A frase "bandido bom é bandido morto", de autoria atribuída ao ex-deputado estadual e apresentador de TV Luiz Carlos Alborghetti, morto em 2009, desde que se popularizou em programas policialescos, foi utilizada para justificar as atrocidades cometidas pelo Estado.

Sob esse argumento, agentes de segurança decidiram por conta própria que tinham o direito de matar, sem julgamento ou direito à defesa, todos aqueles que considerassem bandidos, colaborando para a indecente estatística de mais de 60 mil homicídios anuais no Brasil.

Bradando esse tipo de absurdo, políticos foram e são eleitos até hoje em uma ode à estupidez e à ignorância política que culminou com a chegada de Jair Bolsonaro à Presidência da República.
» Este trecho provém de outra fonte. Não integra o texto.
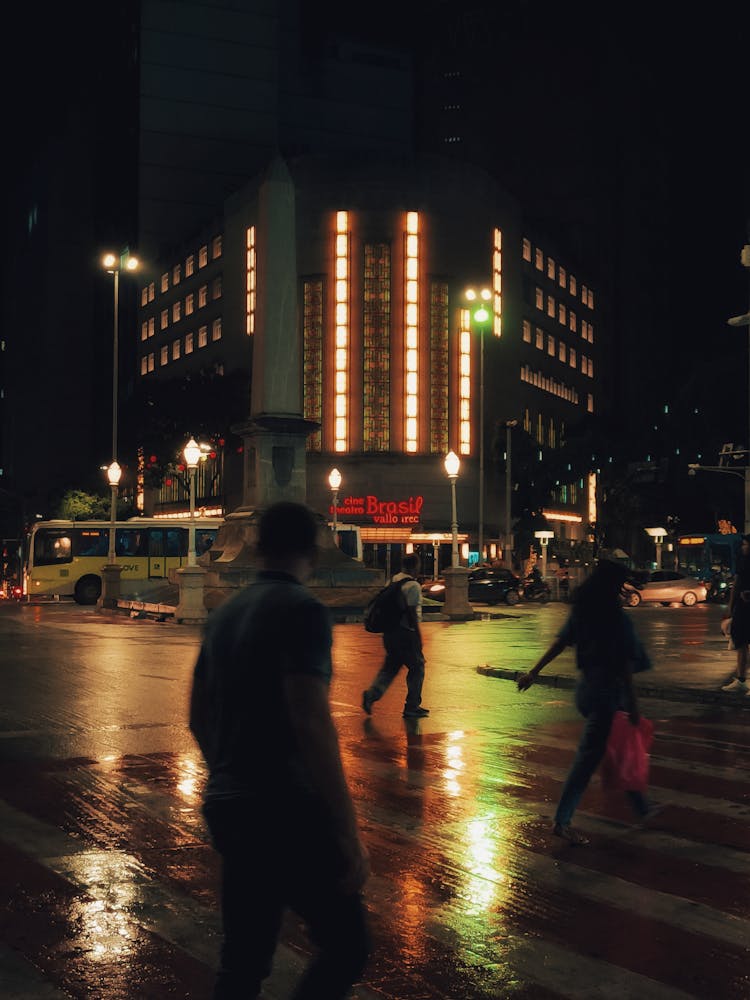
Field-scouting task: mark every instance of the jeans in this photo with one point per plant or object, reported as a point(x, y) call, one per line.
point(598, 708)
point(263, 873)
point(402, 648)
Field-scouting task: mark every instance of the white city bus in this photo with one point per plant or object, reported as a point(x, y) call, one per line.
point(65, 558)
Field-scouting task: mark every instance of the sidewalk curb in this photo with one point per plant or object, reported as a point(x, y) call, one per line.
point(644, 688)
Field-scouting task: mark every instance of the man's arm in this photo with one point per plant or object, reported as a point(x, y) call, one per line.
point(307, 698)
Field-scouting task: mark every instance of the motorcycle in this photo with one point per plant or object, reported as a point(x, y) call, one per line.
point(535, 589)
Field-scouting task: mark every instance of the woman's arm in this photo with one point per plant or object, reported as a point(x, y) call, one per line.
point(526, 680)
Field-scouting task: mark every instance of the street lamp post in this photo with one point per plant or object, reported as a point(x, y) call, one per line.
point(334, 481)
point(113, 476)
point(452, 465)
point(481, 316)
point(192, 455)
point(508, 547)
point(658, 535)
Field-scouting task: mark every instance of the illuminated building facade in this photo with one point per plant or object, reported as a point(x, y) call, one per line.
point(390, 361)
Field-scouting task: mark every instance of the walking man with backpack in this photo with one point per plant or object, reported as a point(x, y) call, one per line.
point(403, 645)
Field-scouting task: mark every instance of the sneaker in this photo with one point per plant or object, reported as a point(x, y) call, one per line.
point(736, 685)
point(573, 837)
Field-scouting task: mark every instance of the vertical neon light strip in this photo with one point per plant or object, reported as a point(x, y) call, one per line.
point(250, 282)
point(464, 382)
point(411, 332)
point(497, 284)
point(341, 362)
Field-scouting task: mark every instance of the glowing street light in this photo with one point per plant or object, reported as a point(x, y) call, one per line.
point(452, 465)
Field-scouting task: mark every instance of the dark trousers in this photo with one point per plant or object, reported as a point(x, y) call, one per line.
point(599, 709)
point(262, 876)
point(401, 650)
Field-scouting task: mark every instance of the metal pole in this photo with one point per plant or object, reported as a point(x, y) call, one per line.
point(481, 445)
point(454, 524)
point(191, 531)
point(508, 539)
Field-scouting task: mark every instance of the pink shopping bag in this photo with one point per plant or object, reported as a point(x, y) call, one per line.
point(626, 761)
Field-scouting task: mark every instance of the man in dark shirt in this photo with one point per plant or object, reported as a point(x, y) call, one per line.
point(277, 803)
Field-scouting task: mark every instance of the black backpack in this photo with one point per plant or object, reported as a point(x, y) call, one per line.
point(383, 613)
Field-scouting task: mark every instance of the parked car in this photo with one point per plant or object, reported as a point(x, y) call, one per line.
point(665, 586)
point(486, 586)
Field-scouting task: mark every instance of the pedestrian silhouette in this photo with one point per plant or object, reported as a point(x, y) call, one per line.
point(276, 802)
point(608, 652)
point(403, 646)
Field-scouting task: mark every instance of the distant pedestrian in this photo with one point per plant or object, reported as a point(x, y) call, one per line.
point(277, 803)
point(608, 652)
point(403, 646)
point(739, 612)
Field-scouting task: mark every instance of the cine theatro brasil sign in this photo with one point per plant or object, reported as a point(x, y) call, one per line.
point(380, 511)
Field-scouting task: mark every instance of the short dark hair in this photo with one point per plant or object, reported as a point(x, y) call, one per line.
point(410, 562)
point(287, 529)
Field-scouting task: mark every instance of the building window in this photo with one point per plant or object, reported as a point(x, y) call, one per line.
point(497, 284)
point(411, 332)
point(376, 333)
point(464, 382)
point(439, 368)
point(250, 281)
point(312, 348)
point(342, 308)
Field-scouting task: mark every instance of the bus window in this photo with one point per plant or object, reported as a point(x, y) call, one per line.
point(90, 542)
point(52, 546)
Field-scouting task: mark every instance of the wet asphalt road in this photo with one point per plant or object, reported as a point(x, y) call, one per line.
point(110, 886)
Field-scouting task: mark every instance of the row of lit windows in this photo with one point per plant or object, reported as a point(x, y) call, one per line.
point(564, 353)
point(177, 311)
point(148, 291)
point(548, 384)
point(557, 272)
point(564, 316)
point(180, 346)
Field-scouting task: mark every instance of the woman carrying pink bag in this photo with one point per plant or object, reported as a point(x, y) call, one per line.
point(608, 653)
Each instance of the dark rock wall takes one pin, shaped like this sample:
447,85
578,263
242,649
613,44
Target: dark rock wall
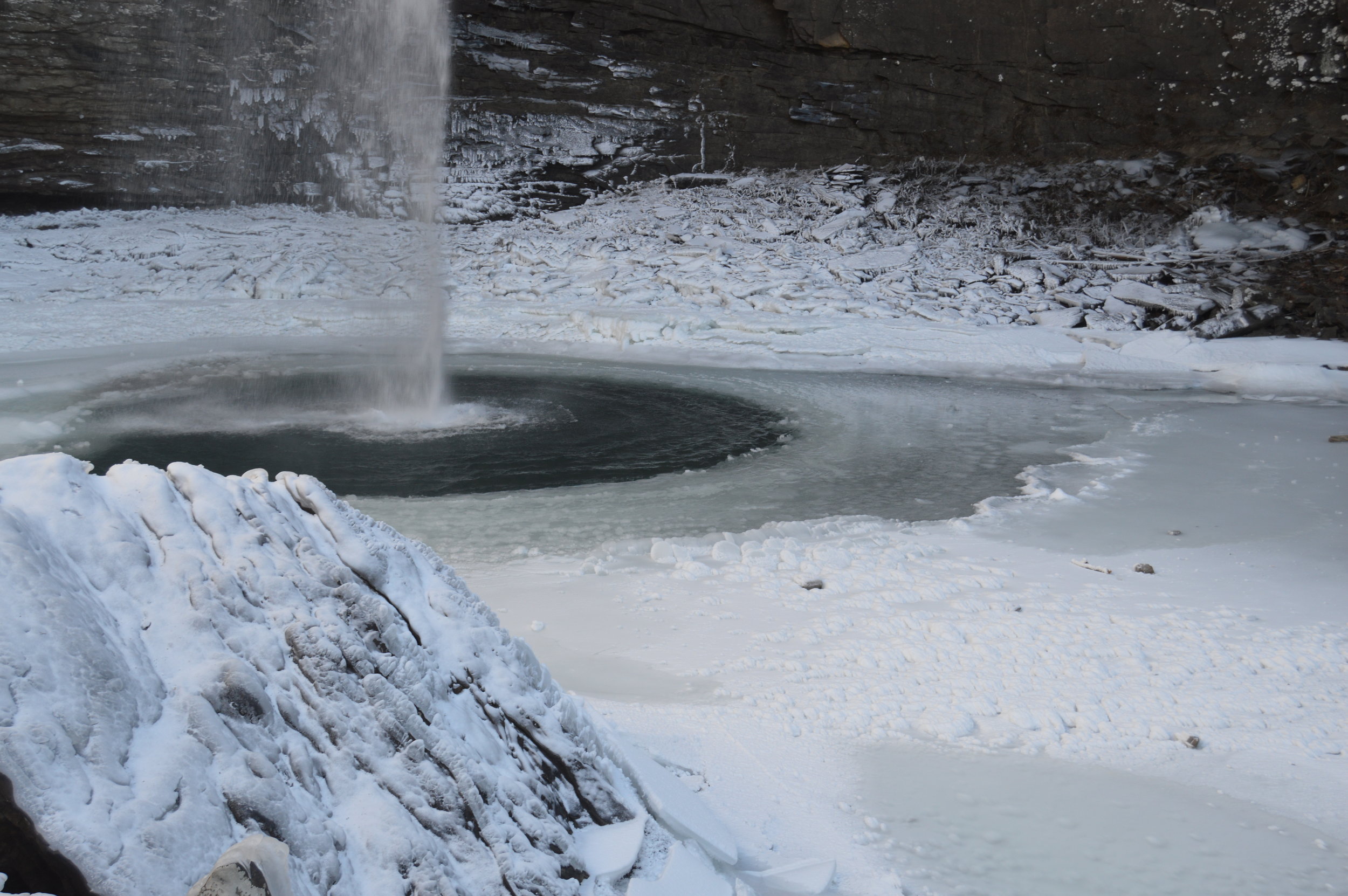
623,88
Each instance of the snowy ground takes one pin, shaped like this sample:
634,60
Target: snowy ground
775,273
871,719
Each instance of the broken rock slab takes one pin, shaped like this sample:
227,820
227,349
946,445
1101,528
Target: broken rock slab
257,865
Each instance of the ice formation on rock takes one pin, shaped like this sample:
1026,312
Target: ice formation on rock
189,659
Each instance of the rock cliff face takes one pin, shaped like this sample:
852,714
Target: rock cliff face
150,101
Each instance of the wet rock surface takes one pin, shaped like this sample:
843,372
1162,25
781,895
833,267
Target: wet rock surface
150,103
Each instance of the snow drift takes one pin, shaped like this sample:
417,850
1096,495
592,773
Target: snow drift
189,659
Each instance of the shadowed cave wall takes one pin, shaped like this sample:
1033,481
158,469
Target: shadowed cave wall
197,101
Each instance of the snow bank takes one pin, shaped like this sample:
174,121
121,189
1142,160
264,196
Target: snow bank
190,659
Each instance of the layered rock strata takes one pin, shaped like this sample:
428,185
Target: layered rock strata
204,101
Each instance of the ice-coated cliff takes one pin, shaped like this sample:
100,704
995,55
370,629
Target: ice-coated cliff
187,659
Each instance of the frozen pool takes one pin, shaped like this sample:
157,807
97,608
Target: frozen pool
891,446
960,825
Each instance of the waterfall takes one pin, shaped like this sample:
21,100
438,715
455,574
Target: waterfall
386,71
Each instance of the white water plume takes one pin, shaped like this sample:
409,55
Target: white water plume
387,72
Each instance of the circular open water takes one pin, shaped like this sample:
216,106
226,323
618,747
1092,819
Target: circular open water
506,432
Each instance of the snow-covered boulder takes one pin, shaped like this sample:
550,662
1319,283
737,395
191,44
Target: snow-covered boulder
188,659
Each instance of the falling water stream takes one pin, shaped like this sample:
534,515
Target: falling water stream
386,71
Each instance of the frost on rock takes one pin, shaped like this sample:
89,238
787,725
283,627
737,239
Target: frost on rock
189,659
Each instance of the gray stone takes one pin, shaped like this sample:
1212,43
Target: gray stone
147,101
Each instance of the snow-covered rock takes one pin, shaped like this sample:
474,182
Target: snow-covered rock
258,865
684,875
189,659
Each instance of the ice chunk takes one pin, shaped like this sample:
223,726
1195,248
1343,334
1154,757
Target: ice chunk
805,878
562,219
881,259
610,851
684,875
676,806
839,223
1058,317
1225,236
686,181
1236,321
257,865
1150,297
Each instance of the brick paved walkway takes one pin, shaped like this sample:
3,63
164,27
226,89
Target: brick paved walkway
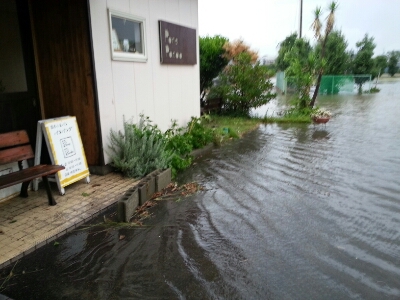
29,223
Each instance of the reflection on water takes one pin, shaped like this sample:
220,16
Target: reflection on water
289,212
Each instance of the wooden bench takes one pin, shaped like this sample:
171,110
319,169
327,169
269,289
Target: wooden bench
15,147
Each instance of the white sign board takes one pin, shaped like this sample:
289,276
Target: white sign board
65,148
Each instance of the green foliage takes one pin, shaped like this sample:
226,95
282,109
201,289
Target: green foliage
244,85
380,64
140,150
212,60
181,141
336,57
180,145
284,47
292,115
198,134
394,57
374,90
363,62
301,75
323,40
Esse tipo de pensamento só fez aumentar a violência que eles dizem combater, mas que na verdade adoram, pois não seriam nada sem ela.

Quando há exatos 30 anos, no dia 2 de outubro de 1992, centenas de policiais entraram armados para conter uma rebelião no pavilhão 9 da extinta Casa de Detenção e mataram 111 presos de forma covarde às vésperas de uma acirrada eleição municipal, uma parte expressiva da população comemorou a chacina e, em êxtase, não teve dúvidas, foi às urnas no dia seguinte, elegeu Paulo Maluf prefeito de São Paulo e foi dormir tranquila com a certeza de que com aquele voto e com a "Rota na rua" estariam resolvendo o grave problema da violência na cidade.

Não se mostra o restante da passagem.